We recently monitored several attempts by a student of the Wake county public school system to hack into an administrator account on the site. The IP address strongly suggests this was a troll we banned from the site yesterday. I've put a manual access restriction on that entire IP block and notified the school system's network administrator. I'm waiting to hear back, but with luck, we should be able to identify the culprit.
As a rule of thumb, though, please be diligent about your own account's security. The best passwords are unique, random, long, and use a variety of character types (uppercase letters, lowercase letters, numbers, and symbols). One password methodology I suggest is to create a phrase that includes the domain of the website you're logging into. For example, "I don't always DOMAIN, but when I do, I choose Dos Equis" might translate to "1d@ORNbW1DIcD3" if you're on ornlarp.com. Unique, varied, long, nigh impossible to crack, and easy to remember.
The site is backed up weekly, so there's not much that can't be recovered, but it is a chore to do so and there may be social consequences if the hacker pretends to be you online. More importantly, it's just a good practice in general. Be safe.

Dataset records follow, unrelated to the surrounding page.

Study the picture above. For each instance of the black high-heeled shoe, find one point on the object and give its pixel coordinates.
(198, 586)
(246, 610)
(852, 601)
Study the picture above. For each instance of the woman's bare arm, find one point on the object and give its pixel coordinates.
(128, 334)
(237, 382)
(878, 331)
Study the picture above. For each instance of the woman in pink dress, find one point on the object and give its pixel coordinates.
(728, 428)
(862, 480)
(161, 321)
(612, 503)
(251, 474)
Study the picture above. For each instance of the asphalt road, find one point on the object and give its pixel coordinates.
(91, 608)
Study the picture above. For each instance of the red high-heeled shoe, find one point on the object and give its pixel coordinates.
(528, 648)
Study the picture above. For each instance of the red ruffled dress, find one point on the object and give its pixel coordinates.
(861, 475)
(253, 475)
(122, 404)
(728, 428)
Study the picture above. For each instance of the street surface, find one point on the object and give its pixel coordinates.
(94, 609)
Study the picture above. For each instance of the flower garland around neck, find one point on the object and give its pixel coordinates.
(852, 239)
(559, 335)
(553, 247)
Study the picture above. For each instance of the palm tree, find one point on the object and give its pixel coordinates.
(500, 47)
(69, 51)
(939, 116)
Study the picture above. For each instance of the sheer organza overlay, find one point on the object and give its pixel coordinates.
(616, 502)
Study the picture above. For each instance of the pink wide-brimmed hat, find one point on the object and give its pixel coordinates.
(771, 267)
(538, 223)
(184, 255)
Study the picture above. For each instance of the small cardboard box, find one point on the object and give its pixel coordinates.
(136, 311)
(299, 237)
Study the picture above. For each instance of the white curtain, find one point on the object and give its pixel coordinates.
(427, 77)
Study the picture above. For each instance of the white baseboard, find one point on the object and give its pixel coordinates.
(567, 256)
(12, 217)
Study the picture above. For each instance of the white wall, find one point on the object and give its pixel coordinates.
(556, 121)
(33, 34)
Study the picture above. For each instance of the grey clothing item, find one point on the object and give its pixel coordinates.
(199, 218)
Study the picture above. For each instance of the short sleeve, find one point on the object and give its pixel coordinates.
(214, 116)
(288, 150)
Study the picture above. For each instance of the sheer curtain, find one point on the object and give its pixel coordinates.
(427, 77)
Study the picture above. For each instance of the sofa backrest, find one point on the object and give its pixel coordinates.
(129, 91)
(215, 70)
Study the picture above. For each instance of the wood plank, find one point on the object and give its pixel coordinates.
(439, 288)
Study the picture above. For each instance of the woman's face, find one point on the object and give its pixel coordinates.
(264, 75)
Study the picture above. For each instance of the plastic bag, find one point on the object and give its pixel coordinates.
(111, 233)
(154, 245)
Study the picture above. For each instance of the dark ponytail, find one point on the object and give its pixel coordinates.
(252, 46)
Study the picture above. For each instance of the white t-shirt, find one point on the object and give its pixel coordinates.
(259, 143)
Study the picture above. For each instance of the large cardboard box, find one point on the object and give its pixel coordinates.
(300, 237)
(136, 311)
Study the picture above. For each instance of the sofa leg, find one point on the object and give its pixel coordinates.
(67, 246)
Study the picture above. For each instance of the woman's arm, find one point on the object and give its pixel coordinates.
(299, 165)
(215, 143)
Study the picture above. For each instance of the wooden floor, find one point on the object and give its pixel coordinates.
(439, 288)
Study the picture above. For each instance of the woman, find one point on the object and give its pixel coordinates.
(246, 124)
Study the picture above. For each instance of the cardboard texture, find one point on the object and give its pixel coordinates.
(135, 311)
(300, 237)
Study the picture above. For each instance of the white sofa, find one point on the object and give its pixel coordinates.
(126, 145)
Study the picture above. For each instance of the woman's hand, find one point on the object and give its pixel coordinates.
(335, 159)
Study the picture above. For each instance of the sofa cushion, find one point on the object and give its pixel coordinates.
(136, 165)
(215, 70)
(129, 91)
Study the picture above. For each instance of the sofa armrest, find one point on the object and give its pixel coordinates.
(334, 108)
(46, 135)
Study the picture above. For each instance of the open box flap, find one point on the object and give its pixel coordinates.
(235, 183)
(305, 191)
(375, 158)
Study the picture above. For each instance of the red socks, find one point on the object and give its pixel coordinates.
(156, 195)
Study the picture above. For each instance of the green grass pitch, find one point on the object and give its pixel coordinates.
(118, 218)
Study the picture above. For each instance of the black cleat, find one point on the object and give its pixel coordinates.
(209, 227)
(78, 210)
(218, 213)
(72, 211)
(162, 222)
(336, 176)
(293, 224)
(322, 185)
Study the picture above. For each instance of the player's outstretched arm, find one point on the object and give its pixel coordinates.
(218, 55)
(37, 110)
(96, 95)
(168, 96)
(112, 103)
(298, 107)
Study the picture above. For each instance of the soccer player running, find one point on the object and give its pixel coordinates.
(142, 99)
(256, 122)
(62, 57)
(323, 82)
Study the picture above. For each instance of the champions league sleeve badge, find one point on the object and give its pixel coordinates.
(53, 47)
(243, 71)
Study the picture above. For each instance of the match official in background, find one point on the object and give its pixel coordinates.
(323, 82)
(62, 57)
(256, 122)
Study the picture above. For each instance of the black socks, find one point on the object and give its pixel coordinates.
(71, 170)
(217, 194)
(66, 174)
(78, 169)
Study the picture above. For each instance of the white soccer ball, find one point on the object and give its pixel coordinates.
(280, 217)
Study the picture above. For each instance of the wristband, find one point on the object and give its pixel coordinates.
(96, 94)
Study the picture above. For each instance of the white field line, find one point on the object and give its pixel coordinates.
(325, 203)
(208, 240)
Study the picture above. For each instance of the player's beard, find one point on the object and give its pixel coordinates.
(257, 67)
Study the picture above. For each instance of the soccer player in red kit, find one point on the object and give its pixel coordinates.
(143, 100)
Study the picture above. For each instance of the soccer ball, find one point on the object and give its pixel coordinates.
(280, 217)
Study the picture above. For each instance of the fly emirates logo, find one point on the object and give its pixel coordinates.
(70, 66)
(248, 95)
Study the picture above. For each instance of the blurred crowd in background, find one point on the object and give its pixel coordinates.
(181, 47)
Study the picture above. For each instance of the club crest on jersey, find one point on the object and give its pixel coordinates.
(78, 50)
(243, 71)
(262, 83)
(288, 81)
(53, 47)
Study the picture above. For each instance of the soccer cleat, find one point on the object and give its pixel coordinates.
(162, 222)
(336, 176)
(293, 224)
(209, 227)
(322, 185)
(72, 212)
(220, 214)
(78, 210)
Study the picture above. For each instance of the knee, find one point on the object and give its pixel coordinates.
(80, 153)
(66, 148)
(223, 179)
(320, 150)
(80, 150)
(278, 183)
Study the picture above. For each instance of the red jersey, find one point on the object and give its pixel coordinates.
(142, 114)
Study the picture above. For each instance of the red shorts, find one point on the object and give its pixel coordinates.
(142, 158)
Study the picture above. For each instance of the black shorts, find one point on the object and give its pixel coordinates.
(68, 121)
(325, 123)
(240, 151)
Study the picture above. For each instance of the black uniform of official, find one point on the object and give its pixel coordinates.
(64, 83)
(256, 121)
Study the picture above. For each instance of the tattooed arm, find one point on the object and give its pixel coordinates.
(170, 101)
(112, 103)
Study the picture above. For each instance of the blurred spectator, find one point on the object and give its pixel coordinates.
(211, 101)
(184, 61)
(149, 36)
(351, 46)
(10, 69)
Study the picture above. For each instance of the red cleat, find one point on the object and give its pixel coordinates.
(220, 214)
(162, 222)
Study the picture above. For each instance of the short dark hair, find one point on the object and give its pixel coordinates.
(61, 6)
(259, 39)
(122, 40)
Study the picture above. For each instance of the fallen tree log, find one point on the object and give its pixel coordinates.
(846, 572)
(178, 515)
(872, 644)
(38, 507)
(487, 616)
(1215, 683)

So that everyone's in the loop, I just spoke to Vass Johnson, the system administrator for Wake county public schools. He says that they managed to trace the activity to a particular high school, computer, and login, and will be handing off the information to the principal of that school for disciplinary action.
With any luck, we won't see further attempts to troll or hack the site in the future. I've reactivated guest chat for the time being. Please let me know if you guys see anything suspicious and I'll look into it.